Gün boyunca bedene pompalanan 36.000 litre kanı taşıyan atardamar, toplardamar ve kılcal damarlar dolaşım sistemimizi oluşturur. Kan damarlarının toplam uzunluğu 102.500 kmdir; bu da dünya çevresinin yarısına karşılık gelir. Atardamarlar ve toplardamarlar, sinirler gibi bedenin kasları arasında içe ve dışa doğru uzanırlar. Katı olmamakla birlikte, doğru basınçtaki kanın değişen miktarlardaki akışına izin verecek şekilde kasılma ve gevşeme yeteneğine sahiptirler. İçinden kan damarlarının geçtiği kaslar kasıldığında, kan akışı sınırlanır. Bu durumda kalp, bunu telafi etmek için daha çok çalışmak zorunda kalacak veya beynin bir bölümü kanın sağladığı beslenmeden yoksun kalacaktır.

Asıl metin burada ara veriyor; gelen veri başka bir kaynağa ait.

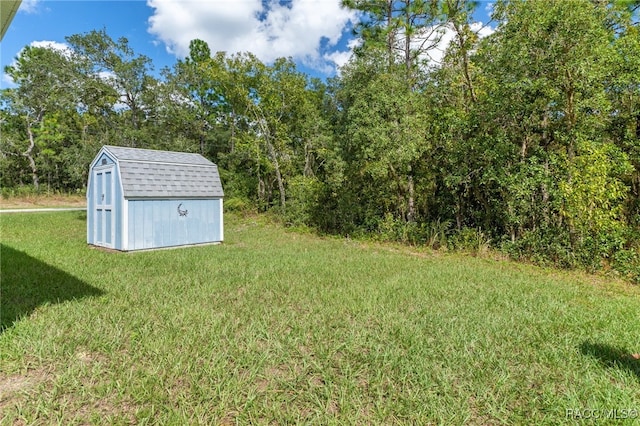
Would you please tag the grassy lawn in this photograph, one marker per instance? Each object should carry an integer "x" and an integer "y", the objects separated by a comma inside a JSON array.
[{"x": 276, "y": 327}]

Atardamarlar ve toplardamarlar üzerindeki bu basınç, toplardamarlarda varis oluşumu ve hatta damar tıkanıklığı gibi rahatsızlıklara sebep olabilir.

 

Uzamayı ve genişlemeyi düşünmek kaslar üzerindeki gerilimi azaltarak kas liflerinin boyunda bir büyüme meydana getirebilir ve bu sürdürülürse kaybolan proteinler yeniden yerine konabilir. Bu durum, bütün kasın ya da ilgili kasların uzamasını sağlayacaktır.